Quand, du fond de sa prison de Port-Cartier, le délinquant dangereux Nick Paccione se délectait des récits de viols et de meurtres qu'il échangeait avec le tueur en série Angelo Colalillo et l'agente de probation Marlène Chalfoun, il ne savait plus vraiment distinguer la réalité de la fiction.

«Aussi malade que cela pouvait être, pour la majeure partie, c'était juste de la fiction. Mais avec le temps, la ligne entre la réalité et les fantasmes est devenue si embrouillée que même moi, je ne savais plus ce qui était vrai. J'essayais de convaincre Marlène qu'Angelo faisait ces choses, et j'essayais de convaincre Angelo que Marlène était capable de faire ces choses. Mais dans le fond, je ne pensais pas réellement que ces actes indicibles étaient commis, en particulier les meurtres.»

C'est, en résumé, ce que Nick Paccione a expliqué la semaine dernière, lors des plaidoiries sur la peine à lui imposer, devant le juge Pierre Labelle. En 2010, Paccione a plaidé coupable à des accusations d'avoir incité le tueur en série Colalillo à poursuivre ses crimes, dans une sinistre correspondance avec lui, entre mai et septembre 2002. La semaine dernière, Paccione a aussi plaidé coupable à une accusation d'avoir, lors de l'un de ses brefs séjours à la prison de Rivière-des-Prairies, en 2007, écrit des obscénités et des menaces sur le mur d'une cellule. Il doit maintenant recevoir sa peine pour ces deux affaires.

Paccione est le dernier membre du trio à être jugé. Dans son cas, rien ne pressait puisque, avec l'étiquette de délinquant dangereux qu'il porte depuis l'an 2000, il purge une peine sans limite de temps.

Jugés un à la fois

Quand l'affaire des lettres a éclaté au grand jour, en 2002, les autorités avaient décidé de juger d'abord Marlène Chalfoun, agente de probation de la cour municipale, qui avait entretenu pendant des années une correspondance à connotation sexuelle et sadomasochiste avec le criminel Paccione lorsqu'il était en prison. Au fil des lettres, à l'été 2002, Paccione a mis Mme Chalfoun en contact avec Colalillo, un ex-compagnon de détention avec qui lui-même correspondait.
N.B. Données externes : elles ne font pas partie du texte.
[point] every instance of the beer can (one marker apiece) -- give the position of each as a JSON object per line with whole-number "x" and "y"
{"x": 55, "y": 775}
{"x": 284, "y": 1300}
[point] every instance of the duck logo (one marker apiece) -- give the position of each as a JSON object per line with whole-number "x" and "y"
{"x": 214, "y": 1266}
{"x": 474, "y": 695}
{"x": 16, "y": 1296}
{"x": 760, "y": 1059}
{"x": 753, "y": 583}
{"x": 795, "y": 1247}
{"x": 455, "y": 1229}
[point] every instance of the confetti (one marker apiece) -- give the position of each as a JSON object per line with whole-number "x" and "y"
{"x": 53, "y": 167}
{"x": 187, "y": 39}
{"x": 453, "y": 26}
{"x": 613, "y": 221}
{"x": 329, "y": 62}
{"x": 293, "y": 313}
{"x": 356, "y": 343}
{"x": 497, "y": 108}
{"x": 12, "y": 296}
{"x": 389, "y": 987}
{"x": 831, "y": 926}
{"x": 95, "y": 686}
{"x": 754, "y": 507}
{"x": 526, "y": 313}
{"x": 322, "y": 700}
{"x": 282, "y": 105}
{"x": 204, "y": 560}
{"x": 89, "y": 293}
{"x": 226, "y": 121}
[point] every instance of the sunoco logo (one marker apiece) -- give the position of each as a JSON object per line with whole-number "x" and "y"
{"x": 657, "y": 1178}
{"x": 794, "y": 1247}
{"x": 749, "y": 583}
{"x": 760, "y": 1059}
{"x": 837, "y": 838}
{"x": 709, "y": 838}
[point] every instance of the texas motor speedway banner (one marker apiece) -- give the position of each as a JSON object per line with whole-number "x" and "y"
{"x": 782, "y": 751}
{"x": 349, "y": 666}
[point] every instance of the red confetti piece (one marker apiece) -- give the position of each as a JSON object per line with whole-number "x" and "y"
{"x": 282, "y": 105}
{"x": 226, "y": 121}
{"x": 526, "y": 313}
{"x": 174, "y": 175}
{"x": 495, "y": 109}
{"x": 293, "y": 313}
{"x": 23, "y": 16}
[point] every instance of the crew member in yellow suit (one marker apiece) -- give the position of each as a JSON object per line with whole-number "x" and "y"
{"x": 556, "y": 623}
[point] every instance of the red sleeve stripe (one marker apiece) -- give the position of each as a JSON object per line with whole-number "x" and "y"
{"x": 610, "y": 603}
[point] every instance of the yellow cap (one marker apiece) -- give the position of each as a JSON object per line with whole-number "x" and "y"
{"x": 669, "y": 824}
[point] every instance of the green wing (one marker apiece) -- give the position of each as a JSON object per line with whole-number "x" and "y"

Mais voilà, Colalillo, qui était en liberté, agressait et tuait pour vrai, lui. Les deux hommes se réjouissaient à l'idée d'avoir une femme avec eux pour attirer les «agneaux.» Selon ses récits, Mme Chalfoun semblait sur la même longueur d'onde.

Mme Chalfoun a rencontré le tueur Colalillo à deux reprises, en 2002. La dernière fois, en octobre, il était filé par la police et tous deux ont été arrêtés. Accusée d'avoir incité Colalillo à agresser une femme de sa connaissance, Marlène Chalfoun a été acquittée au terme de son procès, en 2003, après avoir réussi à convaincre le tribunal que, dans son cas, ses lettres ne décrivaient que des fantasmes.

Angelo Colalillo, lui, s'est suicidé en prison en janvier 2006, deux jours avant le début de son procès. Il allait être jugé pour les meurtres de deux adolescentes et d'une jeune femme. On lui imputait aussi une tentative de meurtre sur une étudiante, commise en septembre 2002, et un enlèvement avec agression sexuelle sur une autre, en juillet de la même année.

Dix ans après la mise au jour de cette renversante affaire, il reste le cas de Paccione à régler. Même s'il est en prison pour une période indéterminée, son dossier est révisé régulièrement, et sa libération, bien que peu probable, est toujours possible. Le ministère public trouvait que, pour donner un portrait le plus complet possible à la Commission des libérations conditionnelles, il était important que les actes criminels qu'il avait commis pendant sa détention soient judiciarisés.

Le procureur de la Couronne Louis Bouthillier n'a pas proposé de peine précise. Selon lui, Paccione savait très bien qu'il s'adressait à un homme très dangereux quand il lui écrivait.

Me Loris Cavaliere a insisté pour sa part sur la transparence de son client, sur ses progrès et sur le fait qu'il veut régler ses problèmes.

À moins d'imprévu, le juge Labelle rendra sa décision le 21 septembre.